I put the letter into the envelope. I put the four remaining Portal Keys in on top of it, and the white plastic card, and I folded the flap over and slid the whole thing inside my shirt, where it had been for most of the afternoon, flat and warm against my chest. I picked up my bag. And I put the fifth Portal Key—mine, I understood by then, mine in some way for which I did not yet have any vocabulary—into my trouser pocket, and closed my hand around it.
Then I let go of the table and stood on my own feet.
There was no leap. In every version of this I had ever watched on a screen there was a leap—a plunge, a man flinging himself heroically into the unknown with his coat flying out behind him—and I did nothing whatsoever of the kind.
I walked into it. One foot, and then the other, exactly as I have crossed a thousand thresholds into a thousand other rooms. It was only that this particular doorway shimmered, and hummed, and had no floor on the far side of it that I could see.
And the world changed—though not in the manner I had braced for.
There was no flash. No tumbling. No screaming rush of light and time. There was a brief pressure at the back of my neck, the sensation of stepping out of one barometric system and into another. A faint warping of the air across my face.
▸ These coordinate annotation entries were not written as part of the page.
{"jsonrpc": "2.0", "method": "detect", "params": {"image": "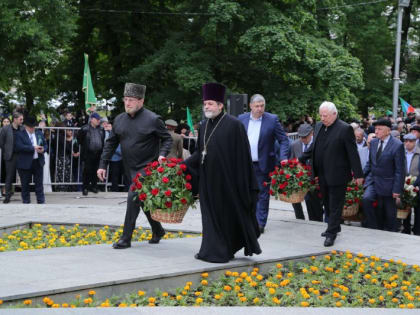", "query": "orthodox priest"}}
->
[185,83,261,263]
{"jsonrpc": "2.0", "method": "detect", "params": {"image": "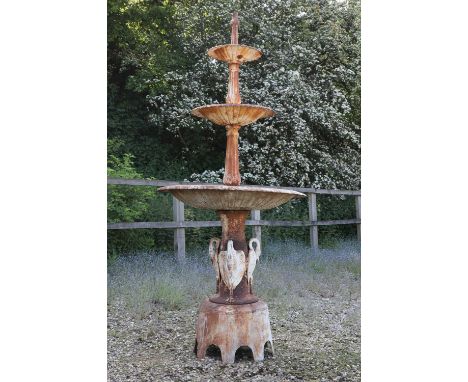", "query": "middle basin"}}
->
[158,184,306,210]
A buzz at the base of my skull, the same buzz I had felt as a boy standing too close to a transformer on a fence line outside Morphett Vale.
And then nothing.
There was no fanfare, and there was no music, and there was nothing at all to mark it.
I simply came out the other side.
I stumbled a step, caught myself, and stood breathing.
The air was still. Not dead—suspended. Held. The way the world holds itself in the last minute before a thunderstorm breaks, when the birds have stopped and the leaves have stopped and everything living has agreed, without any discussion, to wait.
Behind me there was no wall. There was no meeting room. There was no printer, no stakeholder meeting, no frosted glass with a shadow crossing it, no Sal, no Verity at her desk not asking me anything.
Tasmania was gone. The office was gone. The whole accumulated weight of my familiar, careful, load-bearing life was gone—and not torn away, not ripped from me, nothing so violent as that.
Simply absent.
As though it had never existed at all.